Researchers at the Oregon-based monument working with U.S. Bureau of Land Management partners have unearthed fossilized teeth that represent the earliest record of living beavers (Castor) in North America.
A pair of teeth was found on BLM land near Dayville, Oregon, just a very small handful of miles from the monument's Sheep Rock unit. That discovery is a result of an ongoing partnership between the BLM and the Park Service allowing for the cooperative management and protection of eastern Oregon's paleontological resources.
These teeth come from the Rattlesnake Formation and are between 7 and 7.3 million years old, according to a Park Service news release.
Worldwide, the earliest "true" beaver, as we would think of them today, comes from Germany, about 10 to 12 million years ago, the Park Service notes. "These beavers then spread across Asia, and eventually crossed the Bering Land Bridge to North America," an NPS release adds.
The discovery helps resolve when beavers dispersed to North America from Asia, and when the two living species, the North American Castor canadensis and Eurasian Castor fiber, diverged.
Previously, the earliest known records of living beavers in North America were from Nebraska, California, and northern Oregon, and date around 5 million years old, according to Park Service researchers, who say it is only fitting that the earliest modern beavers are found in Oregon, since Oregon is the Beaver State; the beaver is the Oregon state animal, and the mascot of Oregon State University.
The specimens will be going on display in the Thomas Condon Paleontology Center, at John Day Fossil Beds National Monument.
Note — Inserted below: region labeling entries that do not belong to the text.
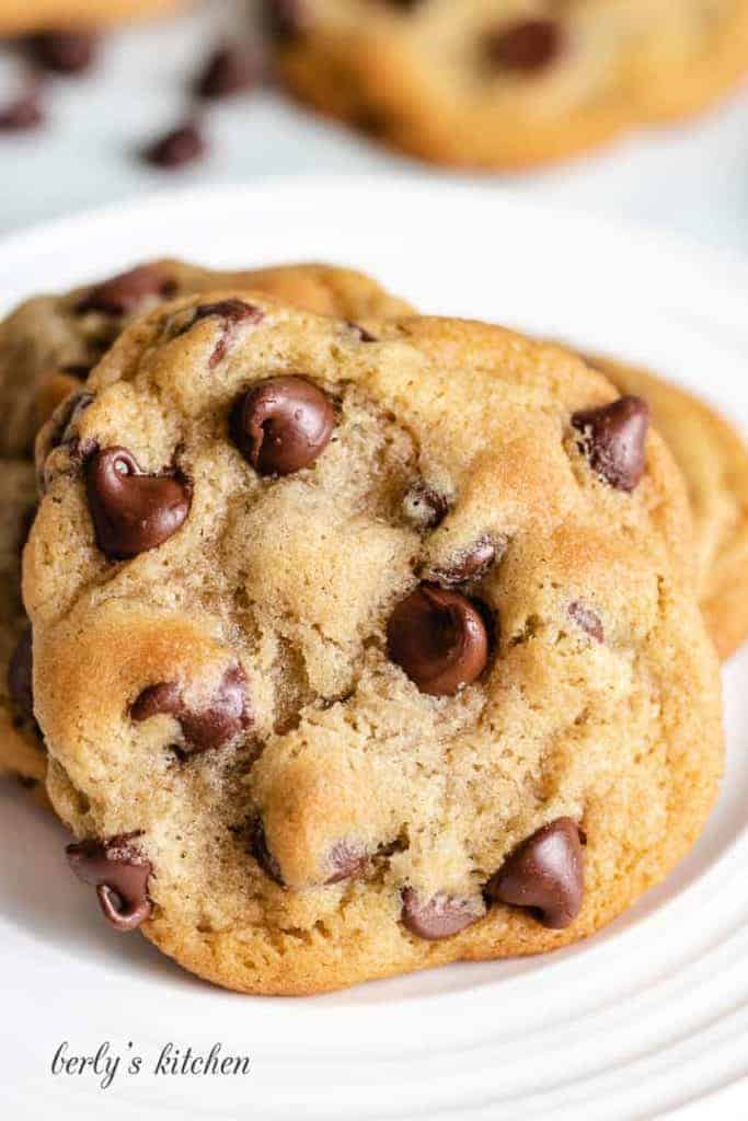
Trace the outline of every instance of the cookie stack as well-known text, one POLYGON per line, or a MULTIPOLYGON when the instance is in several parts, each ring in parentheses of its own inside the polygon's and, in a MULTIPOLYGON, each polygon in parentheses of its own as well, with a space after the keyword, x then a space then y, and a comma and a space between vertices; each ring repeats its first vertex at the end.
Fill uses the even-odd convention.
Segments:
POLYGON ((0 385, 0 759, 117 929, 320 992, 583 938, 699 836, 748 630, 748 453, 699 401, 175 261, 17 309, 0 385))

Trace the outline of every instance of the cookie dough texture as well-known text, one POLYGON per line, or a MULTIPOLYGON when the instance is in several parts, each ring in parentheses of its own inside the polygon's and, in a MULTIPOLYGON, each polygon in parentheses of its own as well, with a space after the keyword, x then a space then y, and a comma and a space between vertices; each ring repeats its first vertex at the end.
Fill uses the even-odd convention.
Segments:
POLYGON ((28 620, 20 594, 21 550, 34 507, 34 466, 4 462, 0 474, 0 775, 44 779, 46 757, 30 714, 10 696, 8 667, 28 620))
POLYGON ((550 951, 687 852, 722 768, 718 666, 663 441, 649 432, 627 493, 571 424, 616 398, 603 377, 499 327, 362 333, 231 289, 133 324, 86 388, 25 554, 37 715, 63 819, 150 863, 142 929, 163 951, 257 993, 550 951), (327 395, 334 427, 273 476, 232 434, 238 402, 278 377, 327 395), (129 560, 96 544, 80 454, 96 447, 154 479, 128 488, 190 495, 181 527, 129 560), (489 661, 432 696, 388 657, 388 620, 430 574, 454 587, 479 541, 493 564, 456 586, 489 661), (232 738, 197 751, 187 715, 229 679, 241 730, 234 707, 232 738), (487 909, 505 858, 560 819, 585 842, 578 918, 487 909), (433 898, 475 921, 419 937, 404 902, 433 898))
POLYGON ((295 94, 440 164, 519 168, 564 158, 634 126, 698 112, 748 70, 745 0, 269 8, 277 67, 295 94))
POLYGON ((185 261, 138 266, 64 295, 26 300, 0 323, 0 456, 29 456, 41 424, 85 381, 128 322, 167 296, 234 284, 321 315, 366 318, 404 314, 405 300, 369 277, 326 265, 218 271, 185 261))
POLYGON ((161 16, 185 7, 181 0, 2 0, 0 34, 61 27, 102 27, 119 20, 161 16))
POLYGON ((748 636, 748 448, 699 398, 637 367, 594 358, 624 393, 653 410, 685 479, 696 546, 698 590, 708 630, 728 658, 748 636))
POLYGON ((408 305, 360 272, 324 265, 214 271, 151 261, 65 295, 29 299, 0 323, 0 773, 44 777, 38 729, 8 693, 8 667, 27 628, 20 556, 37 501, 33 452, 39 426, 72 392, 127 324, 163 300, 233 282, 322 315, 351 319, 401 315, 408 305), (93 305, 93 306, 92 306, 93 305))

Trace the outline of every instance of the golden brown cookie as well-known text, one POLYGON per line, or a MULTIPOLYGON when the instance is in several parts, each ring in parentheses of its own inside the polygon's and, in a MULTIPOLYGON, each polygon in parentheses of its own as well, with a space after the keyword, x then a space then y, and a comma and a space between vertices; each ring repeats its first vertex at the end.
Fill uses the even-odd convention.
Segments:
POLYGON ((700 111, 748 71, 745 0, 266 0, 297 96, 438 164, 515 168, 700 111))
MULTIPOLYGON (((63 296, 27 300, 0 323, 0 409, 6 418, 0 433, 0 772, 37 780, 46 767, 22 673, 26 667, 28 678, 31 651, 19 589, 22 535, 36 506, 31 452, 37 430, 72 391, 82 391, 89 369, 135 316, 167 296, 227 282, 250 285, 322 315, 357 319, 408 311, 404 300, 350 269, 289 265, 228 272, 154 261, 63 296)), ((64 428, 64 415, 58 420, 64 428)))
POLYGON ((25 553, 47 788, 107 918, 246 992, 550 951, 722 768, 648 410, 499 327, 228 289, 130 326, 25 553))
POLYGON ((720 657, 748 637, 748 448, 708 405, 646 370, 592 358, 624 393, 652 406, 689 491, 696 545, 698 589, 720 657))
POLYGON ((184 7, 182 0, 2 0, 0 35, 61 27, 102 27, 119 20, 160 16, 184 7))

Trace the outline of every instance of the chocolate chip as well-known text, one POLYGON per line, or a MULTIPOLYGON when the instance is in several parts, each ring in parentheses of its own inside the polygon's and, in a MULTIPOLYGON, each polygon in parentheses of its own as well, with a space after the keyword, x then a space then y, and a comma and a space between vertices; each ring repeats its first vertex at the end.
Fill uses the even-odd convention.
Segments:
POLYGON ((276 43, 298 38, 306 25, 304 0, 265 0, 262 12, 267 33, 276 43))
POLYGON ((66 445, 71 450, 72 458, 77 457, 75 455, 76 447, 79 453, 82 454, 82 450, 76 445, 75 437, 73 436, 73 429, 81 414, 87 409, 92 401, 93 393, 71 393, 70 397, 66 397, 57 406, 53 413, 50 423, 41 429, 41 435, 37 438, 36 460, 38 466, 37 482, 39 491, 43 494, 50 483, 50 479, 47 476, 45 470, 46 462, 55 448, 66 445))
POLYGON ((196 121, 186 121, 165 136, 147 145, 141 157, 146 164, 173 170, 202 159, 207 151, 207 141, 196 121))
POLYGON ((460 592, 422 584, 389 617, 387 652, 422 693, 452 696, 482 673, 488 633, 481 612, 460 592))
POLYGON ((265 835, 265 825, 261 817, 256 817, 250 826, 249 851, 269 879, 279 887, 285 887, 280 865, 268 849, 268 839, 265 835))
POLYGON ((77 378, 79 381, 85 381, 91 370, 92 367, 84 362, 72 362, 70 365, 61 367, 59 372, 66 373, 68 378, 77 378))
POLYGON ((139 265, 120 272, 110 280, 91 288, 75 306, 83 315, 102 312, 104 315, 129 315, 149 298, 163 299, 176 290, 174 278, 155 265, 139 265))
POLYGON ((8 666, 8 694, 22 720, 34 720, 34 654, 31 628, 19 638, 8 666))
POLYGON ((352 844, 349 841, 339 841, 330 851, 329 865, 332 873, 325 883, 340 883, 341 880, 351 880, 366 869, 369 863, 369 855, 366 849, 352 844))
POLYGON ((135 721, 149 720, 167 713, 182 726, 185 747, 183 757, 222 748, 251 724, 247 700, 247 675, 241 666, 231 666, 219 682, 216 689, 197 708, 184 700, 177 682, 149 685, 130 706, 135 721))
POLYGON ((437 892, 422 902, 413 888, 403 890, 403 926, 419 938, 435 942, 459 934, 481 917, 480 905, 473 899, 463 899, 437 892))
POLYGON ((585 631, 590 638, 593 638, 595 642, 604 642, 606 634, 602 629, 602 623, 600 622, 600 617, 585 608, 583 603, 574 600, 573 603, 569 604, 569 614, 578 623, 583 631, 585 631))
POLYGON ((153 909, 148 899, 153 865, 131 844, 138 835, 127 833, 109 841, 80 841, 65 849, 79 880, 96 888, 104 917, 118 930, 135 930, 153 909))
POLYGON ((213 52, 197 78, 198 98, 219 100, 251 90, 261 78, 258 57, 248 48, 227 44, 213 52))
POLYGON ((435 529, 450 512, 450 501, 444 494, 422 479, 414 482, 403 499, 403 510, 408 521, 423 529, 435 529))
POLYGON ((496 560, 496 546, 488 537, 471 545, 449 564, 434 565, 425 575, 437 584, 464 584, 482 580, 496 560))
POLYGON ((55 74, 82 74, 95 57, 99 38, 93 31, 58 28, 31 35, 26 44, 34 62, 44 70, 55 74))
POLYGON ((182 526, 192 501, 185 479, 145 474, 124 447, 95 452, 85 467, 96 544, 112 560, 155 549, 182 526))
POLYGON ((265 312, 253 304, 246 304, 242 299, 221 299, 216 304, 201 304, 195 308, 192 319, 184 330, 188 331, 201 319, 213 317, 221 321, 222 332, 207 361, 211 369, 224 358, 238 324, 261 323, 265 312))
POLYGON ((37 89, 22 93, 0 109, 0 132, 25 132, 44 123, 37 89))
POLYGON ((562 47, 561 26, 552 19, 517 20, 486 40, 486 53, 493 66, 523 73, 545 70, 562 47))
POLYGON ((649 406, 640 397, 619 397, 599 409, 574 413, 572 425, 582 433, 582 451, 590 466, 616 490, 632 491, 641 481, 649 406))
POLYGON ((530 908, 553 929, 573 923, 584 891, 576 822, 558 817, 533 833, 505 860, 486 891, 495 902, 530 908))
POLYGON ((362 327, 360 323, 353 323, 351 319, 345 321, 351 331, 354 332, 360 343, 376 343, 379 342, 376 335, 372 335, 370 331, 362 327))
POLYGON ((259 381, 239 398, 231 435, 261 475, 289 475, 324 452, 334 419, 326 393, 306 378, 286 374, 259 381))

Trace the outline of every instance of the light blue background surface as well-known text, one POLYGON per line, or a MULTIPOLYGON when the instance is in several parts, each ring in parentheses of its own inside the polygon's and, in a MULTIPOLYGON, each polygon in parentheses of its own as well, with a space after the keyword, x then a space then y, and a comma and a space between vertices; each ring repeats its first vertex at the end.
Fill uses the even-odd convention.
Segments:
MULTIPOLYGON (((55 80, 47 128, 0 136, 0 232, 160 186, 423 170, 265 91, 211 110, 213 151, 204 164, 179 173, 142 167, 133 152, 185 114, 190 78, 237 10, 233 0, 213 0, 178 20, 117 33, 93 77, 55 80)), ((2 59, 0 91, 8 94, 15 77, 2 59)), ((746 254, 748 92, 696 121, 639 132, 560 169, 489 182, 497 192, 653 223, 746 254)))

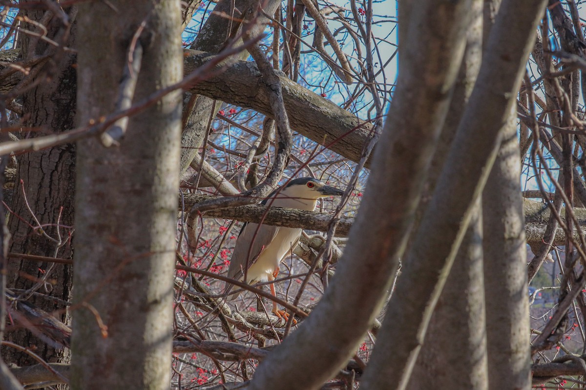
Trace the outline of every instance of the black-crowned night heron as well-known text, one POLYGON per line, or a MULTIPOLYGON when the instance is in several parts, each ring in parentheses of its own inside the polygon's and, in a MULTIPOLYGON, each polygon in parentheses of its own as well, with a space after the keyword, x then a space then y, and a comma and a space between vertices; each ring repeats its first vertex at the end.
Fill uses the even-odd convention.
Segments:
MULTIPOLYGON (((320 198, 340 196, 344 191, 326 185, 317 179, 304 177, 294 179, 281 186, 262 202, 263 205, 313 211, 320 198)), ((249 284, 272 281, 279 272, 279 264, 293 251, 302 229, 284 226, 271 226, 257 223, 245 223, 236 240, 232 259, 228 268, 228 277, 246 280, 249 284), (246 278, 246 279, 245 279, 246 278)), ((276 296, 275 287, 271 284, 271 294, 276 296)), ((233 299, 240 292, 232 294, 233 299)), ((287 319, 288 315, 278 310, 272 302, 272 312, 287 319)))

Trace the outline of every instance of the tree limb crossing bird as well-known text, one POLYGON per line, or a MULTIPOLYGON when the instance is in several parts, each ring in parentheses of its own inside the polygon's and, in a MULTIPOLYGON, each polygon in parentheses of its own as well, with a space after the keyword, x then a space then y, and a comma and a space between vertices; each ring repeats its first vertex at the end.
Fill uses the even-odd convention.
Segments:
MULTIPOLYGON (((317 179, 304 177, 294 179, 283 185, 262 202, 263 205, 314 211, 318 199, 340 196, 344 191, 326 185, 317 179)), ((279 272, 279 264, 289 256, 301 236, 303 229, 284 226, 271 226, 257 223, 245 223, 236 240, 232 258, 228 268, 228 277, 239 281, 245 279, 249 284, 272 281, 279 272)), ((271 284, 271 294, 277 296, 275 287, 271 284)), ((229 289, 231 285, 226 288, 229 289)), ((229 297, 236 299, 240 292, 229 297)), ((278 310, 272 302, 272 313, 279 318, 288 318, 285 310, 278 310)))

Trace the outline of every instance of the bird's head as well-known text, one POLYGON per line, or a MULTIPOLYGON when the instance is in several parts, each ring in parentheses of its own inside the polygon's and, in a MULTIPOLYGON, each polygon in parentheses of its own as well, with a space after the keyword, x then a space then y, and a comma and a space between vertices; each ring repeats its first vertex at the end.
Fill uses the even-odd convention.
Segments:
POLYGON ((281 195, 290 198, 318 199, 328 196, 340 196, 344 191, 311 177, 294 179, 281 191, 281 195))

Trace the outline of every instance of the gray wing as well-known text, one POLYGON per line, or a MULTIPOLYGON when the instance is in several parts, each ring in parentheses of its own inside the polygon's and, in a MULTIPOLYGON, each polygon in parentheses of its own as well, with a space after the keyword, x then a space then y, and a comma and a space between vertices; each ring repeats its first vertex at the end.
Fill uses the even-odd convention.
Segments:
MULTIPOLYGON (((247 265, 248 268, 250 268, 263 250, 263 247, 266 247, 274 239, 277 233, 279 231, 278 226, 267 225, 261 225, 257 231, 258 226, 258 224, 252 223, 246 223, 243 226, 236 240, 236 246, 232 253, 232 258, 230 261, 230 267, 228 268, 227 275, 229 278, 236 280, 242 279, 244 268, 247 265), (249 253, 250 260, 248 260, 247 264, 249 253)), ((227 287, 227 285, 226 287, 227 287)), ((234 294, 231 299, 236 296, 237 294, 234 294)))

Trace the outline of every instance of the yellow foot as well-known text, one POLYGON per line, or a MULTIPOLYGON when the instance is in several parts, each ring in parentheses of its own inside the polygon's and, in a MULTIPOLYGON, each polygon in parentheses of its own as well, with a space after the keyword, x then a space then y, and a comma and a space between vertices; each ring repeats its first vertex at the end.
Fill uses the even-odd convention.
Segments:
MULTIPOLYGON (((284 319, 285 322, 289 320, 289 314, 284 310, 278 310, 275 308, 273 309, 272 313, 279 318, 284 319)), ((297 320, 294 318, 293 319, 293 325, 297 325, 297 320)))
The new find is described in an article appearing in the current issue of the Journal of Paleontology.
The fossil teeth are almost identical to living beaver teeth, showing that the animal has changed very little in the last 7 million years, according to the researchers, who add that "this indicates that their appearance and role in the environment would have been the same in the past.
John Day Fossil Beds National Monument includes many of the best-studied sites, but the vast majority of fossil localities, including the one with these beaver fossils, are found on adjacent BLM-administered lands. The Park Service and BLM have co-managed fossil resources in eastern Oregon under an agreement for 25 years, which has resulted in the John Day basin being regarded as one of the most important outdoor laboratories for understanding biological evolution and climate change over the past 40 million years.